How to Prepare for Medical Emergencies on Construction Sites

An overview of the steps employers can take to prepare for a medical emergency, including worksite planning of emergencies, having proper medical care available, and staying up to date with provincial injury reports.


A medical emergency can happen in the blink of an eye. Emergencies are usually unexpected and require urgent decision making. Because of their unpredictable nature, emergencies are usually stressful for all parties involved. Emergencies rarely occur with all the necessary personnel and equipment present, and there is often extra pressure to organize the proper resources and personnel quickly, adding extra pressure on staff responding to the emergency.

There are many steps employers can take to help prepare their workforce for an emergency. From risk management to ensuring the proper medical facilities are present, you can never be too prepared for an emergency. In addition, the Canadian Center of Occupational Health and Safety (CCOHS) recommends having an emergency plan in place, to ensure staff know how to respond during these difficult situations. Some preventive measures to consider include:

  • Policies to prevent fatalities and injuries
  • Strategies to reduce damage to buildings, stock, and equipment
  • Procedures to protect the environment and the community
  • A plan to resume normal operations after an emergency

Preparing for Medical Emergencies

Follow OHS Guidelines for Risk Management at Worksites

BC Occupational Health and Safety Guidelines state that “the employer must conduct a risk assessment in any workplace in which a need to rescue or evacuate workers may arise”. A thorough risk assessment needs to take into consideration hazards that include the following:

  • Working at high angles
  • Working in confined spaces or where there is a risk of entrapment
  • Working with hazardous substances
  • Underground work
  • Working on or over water
  • Workplaces where there are persons who require physical assistance to be moved

More information can be found in section G4.13(1) Emergency preparedness and response – Risk assessment of the Occupational Health and Safety Guide.

Establish a Detailed Emergency Response Action Plan

Creating an emergency response plan has numerous benefits for both employees and employers. A thorough emergency response plan will identify hazards that have failed to be identified previously, as well as equipment deficiencies and other gaps in policy and procedure. This recognition is key in correcting hazards before an emergency occurs.

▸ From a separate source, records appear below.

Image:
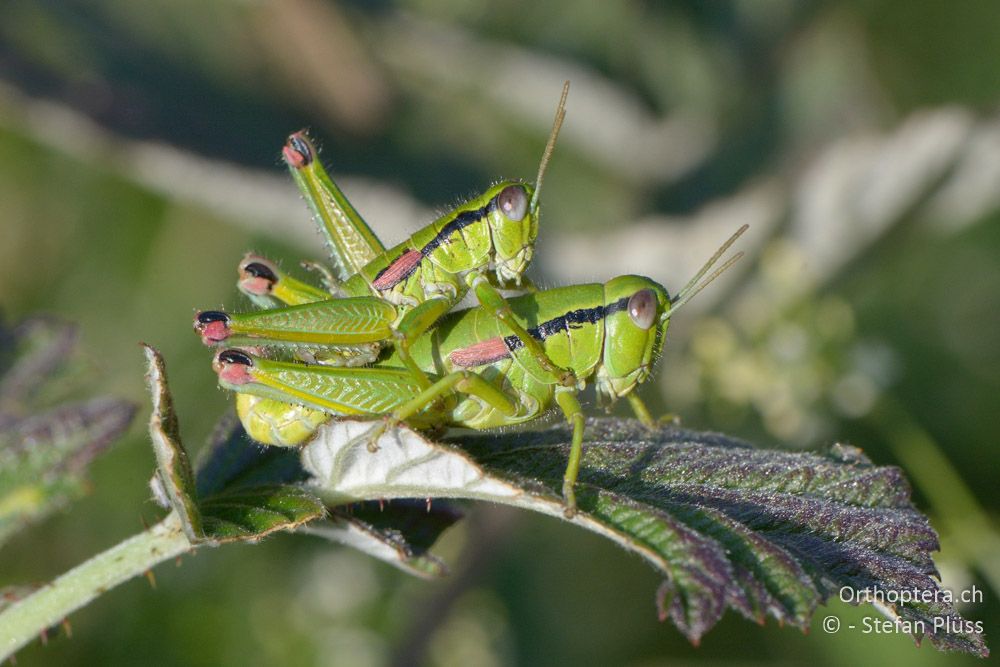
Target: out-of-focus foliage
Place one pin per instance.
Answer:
(139, 149)
(46, 449)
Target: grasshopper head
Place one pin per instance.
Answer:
(514, 228)
(258, 276)
(634, 327)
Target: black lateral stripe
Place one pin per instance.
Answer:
(574, 319)
(459, 222)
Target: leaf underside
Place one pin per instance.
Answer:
(762, 532)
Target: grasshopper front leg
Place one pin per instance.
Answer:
(351, 241)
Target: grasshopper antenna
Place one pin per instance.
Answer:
(693, 287)
(556, 126)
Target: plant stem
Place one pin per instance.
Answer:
(49, 605)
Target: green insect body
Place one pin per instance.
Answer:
(483, 376)
(484, 244)
(351, 241)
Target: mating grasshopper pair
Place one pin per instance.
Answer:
(504, 362)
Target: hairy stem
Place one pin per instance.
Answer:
(48, 606)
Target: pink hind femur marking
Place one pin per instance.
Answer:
(214, 332)
(481, 353)
(398, 271)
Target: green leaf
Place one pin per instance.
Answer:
(400, 533)
(762, 532)
(174, 478)
(240, 494)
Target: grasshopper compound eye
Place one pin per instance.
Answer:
(642, 308)
(257, 276)
(213, 325)
(513, 201)
(233, 366)
(298, 152)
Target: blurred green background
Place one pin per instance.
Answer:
(139, 159)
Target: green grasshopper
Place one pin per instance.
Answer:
(484, 377)
(484, 244)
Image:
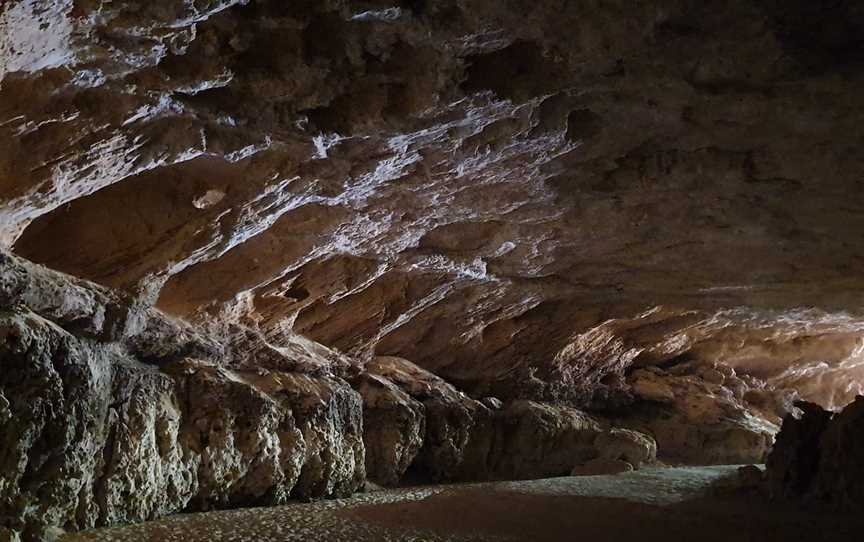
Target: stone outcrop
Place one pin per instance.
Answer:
(702, 415)
(818, 457)
(93, 434)
(600, 231)
(446, 435)
(524, 198)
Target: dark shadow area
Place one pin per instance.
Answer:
(549, 518)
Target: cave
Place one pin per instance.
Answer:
(485, 270)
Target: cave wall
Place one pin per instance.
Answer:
(461, 239)
(526, 199)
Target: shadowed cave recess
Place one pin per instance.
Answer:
(255, 252)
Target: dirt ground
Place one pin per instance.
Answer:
(668, 505)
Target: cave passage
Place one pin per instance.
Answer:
(431, 269)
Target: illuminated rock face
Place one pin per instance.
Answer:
(650, 212)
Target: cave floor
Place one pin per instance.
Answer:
(677, 504)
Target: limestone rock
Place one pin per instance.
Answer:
(626, 445)
(818, 457)
(527, 199)
(601, 466)
(704, 421)
(394, 428)
(93, 435)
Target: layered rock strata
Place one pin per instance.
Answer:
(113, 413)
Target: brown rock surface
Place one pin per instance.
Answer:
(571, 217)
(524, 198)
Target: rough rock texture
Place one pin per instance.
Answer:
(525, 198)
(563, 213)
(704, 415)
(446, 435)
(818, 456)
(95, 434)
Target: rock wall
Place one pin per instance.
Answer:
(94, 433)
(818, 457)
(525, 198)
(111, 413)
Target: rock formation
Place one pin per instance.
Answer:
(817, 457)
(290, 244)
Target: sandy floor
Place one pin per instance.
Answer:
(654, 504)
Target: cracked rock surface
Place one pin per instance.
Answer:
(290, 246)
(526, 199)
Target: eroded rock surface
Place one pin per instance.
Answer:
(574, 219)
(94, 434)
(818, 456)
(523, 198)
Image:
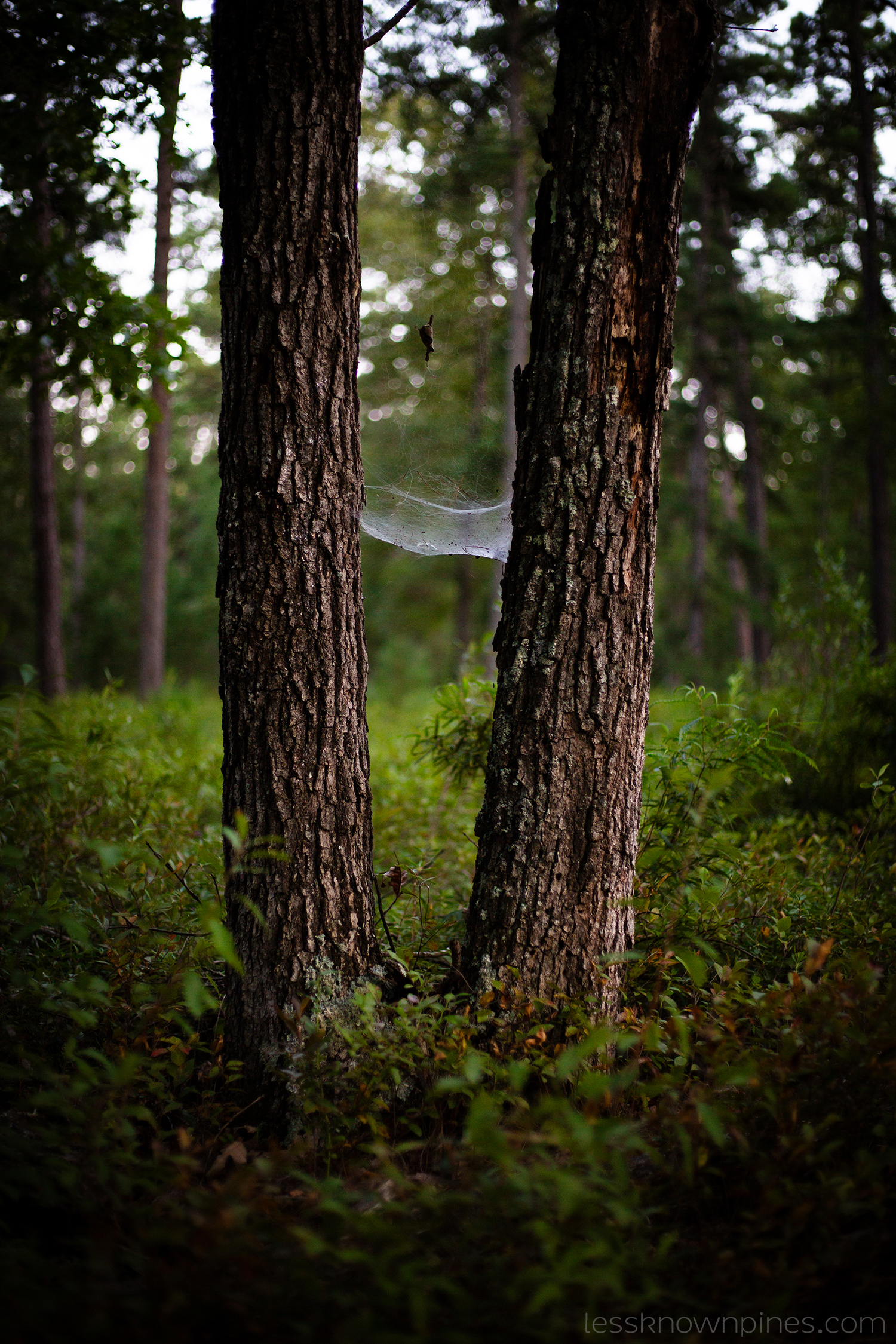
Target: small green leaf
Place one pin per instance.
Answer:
(694, 964)
(197, 995)
(711, 1122)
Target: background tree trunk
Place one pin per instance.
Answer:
(154, 593)
(699, 510)
(873, 308)
(78, 541)
(737, 569)
(755, 502)
(464, 563)
(517, 334)
(293, 663)
(45, 517)
(559, 826)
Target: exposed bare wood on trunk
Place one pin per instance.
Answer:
(154, 594)
(559, 826)
(45, 517)
(293, 663)
(873, 307)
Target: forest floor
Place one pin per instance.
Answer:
(460, 1170)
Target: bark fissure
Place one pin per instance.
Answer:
(558, 829)
(292, 639)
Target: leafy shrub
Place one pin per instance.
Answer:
(461, 1168)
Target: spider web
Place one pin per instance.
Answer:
(430, 527)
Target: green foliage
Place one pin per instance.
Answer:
(458, 1165)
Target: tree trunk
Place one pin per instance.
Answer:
(464, 563)
(873, 302)
(293, 663)
(154, 594)
(45, 518)
(559, 826)
(755, 504)
(699, 502)
(517, 334)
(78, 544)
(737, 569)
(711, 152)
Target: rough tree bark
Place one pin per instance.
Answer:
(873, 308)
(154, 590)
(45, 515)
(293, 663)
(559, 826)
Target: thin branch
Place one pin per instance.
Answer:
(379, 902)
(387, 27)
(175, 874)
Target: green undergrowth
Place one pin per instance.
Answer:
(460, 1170)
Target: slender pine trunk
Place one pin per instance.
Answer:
(154, 594)
(78, 545)
(45, 520)
(699, 517)
(519, 318)
(755, 502)
(559, 824)
(45, 517)
(464, 563)
(293, 663)
(737, 569)
(877, 436)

A proper emergency response plan also demonstrates the organization’s commitment to the safety of their workers, helping to enforce a culture of safety.

According to the Canadian Centre for Occupational Health & Safety (CCOHS), an emergency response plan should include the following:

  • All possible emergencies, consequences, required actions, written procedures, and the resources available.
  • Detailed lists of emergency response personnel including their cell phone numbers, alternate contact details, and their duties and responsibilities.
  • Floor plans and worksite plans.
  • Large scale maps showing evacuation routes and service conduits (such as gas and water lines).

Once the emergency response plan is complete, emergency training needs to be conducted so employees know how to respond in an emergency.

Station On-Site Mobile Medical Units

Mobile medical units are first aid facilities stationed onsite to ensure immediate medical care from a certified first aid attendant is available in case of emergency. These units are required by WorkSafe BC for remote and high-risk worksites.

Mobile medical units are supplied with certified first aid kits and feature extra headroom, making them ideal in various medical situations. Mounted on four wheel drive vehicles with rollover technology, mobile medical units can also be used as an Emergency Transport Vehicle (ETV) if the patient needs to be treated at a healthcare facility for advanced trauma.  Each mobile medical unit has advanced communication devices that ensures communication remains uncompromised, even in the most remote worksites.

The key benefits of having a mobile medical unit stationed on-site include:

  • Quickly treating injured patients, helping to mitigate life-threatening emergencies
  • Having adequate equipment for first aid attendants to respond no matter the nature of the emergency

Stay Up-To-Date with Provincial Injuries

WorkSafe BC maintains a database of workplace injuries, organized by various sectors across BC. Employers need to be aware of recent and common types of injuries in their industry, taking protective measures to prevent similar occurrences from happening on their job site.